Valuation analysis for Johnson & Johnson (NYSE:JNJ)
Stock Traders Daily is in the process of releasing its findings of Fair Market valuation by publicly illustrating the fair value of the 30 stocks that comprise the DJIA, one by one. Using analysis and data already provided to clients, this is the sixteenth of the 30 public analyses.
Our valuation analysis of Johnson & Johnson (NYSE:JNJ) begins with an evaluation of earnings growth, and earnings growth has been solid. Johnson &Johnson is not typically known as a company that grows earnings quickly, it is a more slow but steady stock, at least in the eyes of Wall Street. However, recently the company has demonstrated an ability to grow earnings quite rapidly, at least rapidly for Johnson &Johnson, and according to our yearly trailing 12 month growth observation the stock is growing earnings at a rate that is greater than 6%.

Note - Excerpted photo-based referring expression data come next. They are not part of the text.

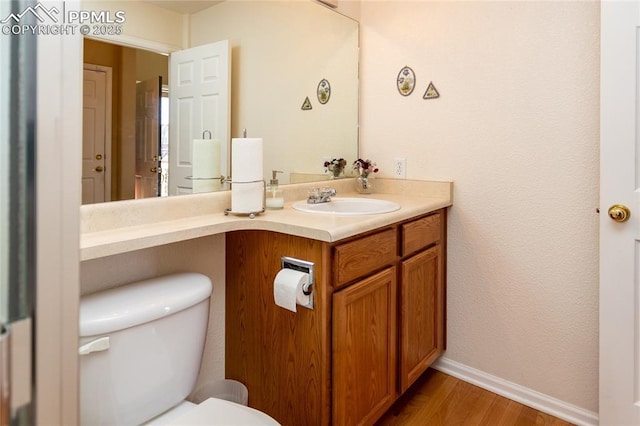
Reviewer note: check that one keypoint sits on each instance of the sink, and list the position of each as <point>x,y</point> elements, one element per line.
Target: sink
<point>348,206</point>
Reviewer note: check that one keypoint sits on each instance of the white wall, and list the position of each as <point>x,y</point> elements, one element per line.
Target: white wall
<point>516,128</point>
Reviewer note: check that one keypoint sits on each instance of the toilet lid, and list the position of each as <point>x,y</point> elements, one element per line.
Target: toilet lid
<point>214,411</point>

In addition, and something that is extremely important for investors who are looking for sustainable earnings growth, revenues are growing as well. The combination of earnings and revenue growth adds credibility to the Johnson &Johnson story.

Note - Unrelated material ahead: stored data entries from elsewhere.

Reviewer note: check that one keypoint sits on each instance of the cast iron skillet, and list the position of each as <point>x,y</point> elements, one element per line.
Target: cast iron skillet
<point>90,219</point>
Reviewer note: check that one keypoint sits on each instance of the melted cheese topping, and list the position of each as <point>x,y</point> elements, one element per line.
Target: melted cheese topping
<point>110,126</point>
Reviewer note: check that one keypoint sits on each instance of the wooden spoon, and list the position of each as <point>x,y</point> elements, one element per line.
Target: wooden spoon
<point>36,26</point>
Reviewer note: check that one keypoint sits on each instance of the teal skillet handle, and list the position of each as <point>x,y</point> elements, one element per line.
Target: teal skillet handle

However, the stock also trades at a multiple that looks relatively expensive compared to that relatively tame earnings growth rate. At 17.4x earnings, earnings growth would need to accelerate beyond 6% for fair valuation to be on par with the current stock price, and interestingly, over the next 12 months analysts do expect earnings growth to ramp up. The problem is they only expect it to ramp up to about 8%, and the stock still trades over 17x earnings.
This brings the peg ratio into focus and according to our peg ratio analysis the stock is trading with a peg ratio that is 2.89. That suggests the stock has priced in the current growth rate and more already, and for investors looking for stock price appreciation based on fair value analysis, Johnson &Johnson does not look to be undervalued at these levels, it actually looks rich with forward expectations already built in, and that poses some concerns on a valuation basis.
According to our real time trading report for Johnson &Johnson the stock has recently begun to break longer term support and so long as that is true we will expect lower levels. Breaks of longer term support are sell signals, and unless the stock reverses above these former levels of support, which have now been converted into resistance, our combined analysis tells us to expect relatively aggressive declines because there are no additional support levels in the stock at this time according to our report.
Although Johnson &Johnson has been growing at a nice rate given its typical annualized growth rate the stock still appears rich on a valuation basis, it has broken longer term technical support levels, and it looks like an avoid at this time. The stock has room to decline if it stays under former longer term support (converted resistance) levels.